Le  nouveau rapport, “GAFAnomics - Quarterly”, analyse les résultats des géants de la tech du 8 mai 2021 au 8 août 2021 rapport détaillé ici.

Grands vainqueurs du confinement, les GAFA ont profité du cœur de la crise pour engendrer des résultats records. Avec le redémarrage de l’économie, sur fond d’incertitude sanitaire et de régulation, ces géants continuent toujours de croître. Avec des valorisation qui n'ont rien à voir avec celles du CAC 40. Le CAC 40 a un multiple de valorisation de 2, et la tech a un multiple moyen de 7,5 (8 pour Facebook, 6,7 pour Alphabet, 2 pour Baidu, 16 pour AirB n B, 21 pour Zoom et 33 pour Snapchat).

“Au cours de ce deuxième trimestre 2021, les  géants américains  ont accru leur domination sur les acteurs asiatiques, pénalisés par les nouvelles régulations gouvernementales.  Ils ont continué à prouver leur capacité d'innovation, et revalorisé les prix de leurs produits et services” explique Axelle Ricour-Dumas. “Nous constatons en parallèle une tendance structurante qui s'accélère encore, l'innovation n'étant pas seulement portée par les grands acteurs technologiques, mais aussi par des groupes historiques qui ont progressivement adopté des briques stratégiques des modèles GAFA. ”.

 

 

L’indice S&P 1200 montre que la tech surclasse tous les autres secteurs avec 12% de croissance ce trimestre. Le secteur affichait déjà 25% de croissance au plein cœur de la crise covid au deuxième trimestre 2020.

Sur ce dernier trimestre, les géants confirment leurs bons résultats post covid, avec une croissance moyenne de 11% pour l’indice FN. Les géants asiatiques ont été l’exception de l’index subissant de plein fouet la vague de régulation chinoise- à l’image de Tencent qui a perdu près de 200 milliards de dollars sur ce trimestre soit une baisse de 26% de son cours de bourse.

“Airbnb a su rassurer sur son modèle, et son potentiel de développement malgré les contraintes liées au covid qui sont toujours présentes, ce qui lui a valu de voir son multiple de valorisation révisé de 15% à la hausse sur ce trimestre” analyse Jean-Christophe Liaubet, associé Fabernovel.

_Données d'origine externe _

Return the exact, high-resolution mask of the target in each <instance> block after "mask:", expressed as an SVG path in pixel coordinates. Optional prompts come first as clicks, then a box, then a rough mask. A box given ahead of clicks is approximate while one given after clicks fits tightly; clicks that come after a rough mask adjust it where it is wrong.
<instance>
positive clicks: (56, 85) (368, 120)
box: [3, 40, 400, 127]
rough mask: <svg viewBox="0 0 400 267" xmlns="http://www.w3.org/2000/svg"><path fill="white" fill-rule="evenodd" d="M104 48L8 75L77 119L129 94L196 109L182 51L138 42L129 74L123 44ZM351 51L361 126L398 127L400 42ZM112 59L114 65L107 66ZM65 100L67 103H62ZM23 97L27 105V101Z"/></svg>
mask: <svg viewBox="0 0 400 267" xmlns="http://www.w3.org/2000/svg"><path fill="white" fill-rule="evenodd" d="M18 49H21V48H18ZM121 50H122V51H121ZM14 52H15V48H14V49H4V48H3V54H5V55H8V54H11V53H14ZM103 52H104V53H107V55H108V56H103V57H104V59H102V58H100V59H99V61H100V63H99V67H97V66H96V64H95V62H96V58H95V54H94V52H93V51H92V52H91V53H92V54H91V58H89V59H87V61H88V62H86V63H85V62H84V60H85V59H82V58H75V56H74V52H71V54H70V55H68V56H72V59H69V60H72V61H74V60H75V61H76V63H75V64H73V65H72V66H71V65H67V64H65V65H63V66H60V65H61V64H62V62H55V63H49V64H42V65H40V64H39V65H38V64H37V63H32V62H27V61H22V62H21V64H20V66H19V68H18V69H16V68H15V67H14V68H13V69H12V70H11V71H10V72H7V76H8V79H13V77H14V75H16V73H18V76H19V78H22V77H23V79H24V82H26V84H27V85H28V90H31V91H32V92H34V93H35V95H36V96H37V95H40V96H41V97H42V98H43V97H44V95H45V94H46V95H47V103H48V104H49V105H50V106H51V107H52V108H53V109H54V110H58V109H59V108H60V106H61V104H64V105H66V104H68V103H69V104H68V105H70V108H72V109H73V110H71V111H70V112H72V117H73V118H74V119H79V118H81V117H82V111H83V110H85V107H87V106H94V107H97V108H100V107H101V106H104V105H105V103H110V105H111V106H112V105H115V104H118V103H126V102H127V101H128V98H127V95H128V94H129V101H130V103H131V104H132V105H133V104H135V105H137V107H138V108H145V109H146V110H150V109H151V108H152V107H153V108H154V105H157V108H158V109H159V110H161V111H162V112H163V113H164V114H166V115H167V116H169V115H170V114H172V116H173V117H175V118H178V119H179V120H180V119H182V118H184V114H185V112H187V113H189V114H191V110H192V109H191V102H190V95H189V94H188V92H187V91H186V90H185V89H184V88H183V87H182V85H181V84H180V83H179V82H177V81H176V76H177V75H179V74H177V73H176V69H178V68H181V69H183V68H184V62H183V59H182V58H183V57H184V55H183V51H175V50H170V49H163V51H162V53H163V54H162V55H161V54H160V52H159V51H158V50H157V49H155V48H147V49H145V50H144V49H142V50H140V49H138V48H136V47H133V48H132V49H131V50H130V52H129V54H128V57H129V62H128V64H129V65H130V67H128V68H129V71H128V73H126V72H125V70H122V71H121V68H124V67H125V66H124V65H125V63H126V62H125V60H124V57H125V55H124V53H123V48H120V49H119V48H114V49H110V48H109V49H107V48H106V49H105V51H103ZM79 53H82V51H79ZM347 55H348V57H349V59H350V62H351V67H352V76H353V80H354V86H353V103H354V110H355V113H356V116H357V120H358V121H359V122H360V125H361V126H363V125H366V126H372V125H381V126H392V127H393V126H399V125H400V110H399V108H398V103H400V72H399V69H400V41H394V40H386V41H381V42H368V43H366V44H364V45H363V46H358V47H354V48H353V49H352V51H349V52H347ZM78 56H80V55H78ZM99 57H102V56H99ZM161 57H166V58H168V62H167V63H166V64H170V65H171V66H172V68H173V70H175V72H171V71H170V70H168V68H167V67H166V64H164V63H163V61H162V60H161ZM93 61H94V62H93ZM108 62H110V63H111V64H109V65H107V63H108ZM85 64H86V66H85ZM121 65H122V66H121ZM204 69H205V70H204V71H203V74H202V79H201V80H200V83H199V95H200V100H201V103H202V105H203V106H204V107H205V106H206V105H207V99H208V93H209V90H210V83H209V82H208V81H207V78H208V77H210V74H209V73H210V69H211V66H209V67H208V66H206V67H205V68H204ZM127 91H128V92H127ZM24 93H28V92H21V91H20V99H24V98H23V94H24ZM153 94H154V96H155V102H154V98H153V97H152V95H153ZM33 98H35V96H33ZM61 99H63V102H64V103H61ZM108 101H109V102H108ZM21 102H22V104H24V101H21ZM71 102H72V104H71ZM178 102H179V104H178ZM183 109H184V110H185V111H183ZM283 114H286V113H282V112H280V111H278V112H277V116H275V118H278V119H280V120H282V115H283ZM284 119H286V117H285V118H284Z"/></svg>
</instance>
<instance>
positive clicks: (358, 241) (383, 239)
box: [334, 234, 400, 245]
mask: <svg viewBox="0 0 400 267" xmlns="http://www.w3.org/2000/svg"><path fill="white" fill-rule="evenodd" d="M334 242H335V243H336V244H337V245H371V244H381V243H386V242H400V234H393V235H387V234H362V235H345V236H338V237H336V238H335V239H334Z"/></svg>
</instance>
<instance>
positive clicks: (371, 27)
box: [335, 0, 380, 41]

Top  : Apple confirme sa position dominante dans le secteur des produits électroniques

“Apple confirme sa position dominante dans le secteur des produits électroniques en concrétisant les trois meilleurs trimestres de son histoire et en dépassant les attentes des analystes. L’entreprise fait 36% de croissance de son chiffre d’affaires au second trimestre par rapport à l’année précédente. Mais l’ombre de la régulation et de la pénurie de composants électroniques plane sur le géant à la pomme” explique Pierre Gonnet, analyste Fabernovel et co-auteur de l’étude (sur ce sujet, voir aussi nos indiscrets)

L’iPhone génère près de 40 Mds$  de ventes, et enregistre une croissance de près de 50% comparé à l’année précédente. La pénurie de semi-conducteurs dans le monde est un enjeu que l’entreprise devra surveiller aux prochains trimestres.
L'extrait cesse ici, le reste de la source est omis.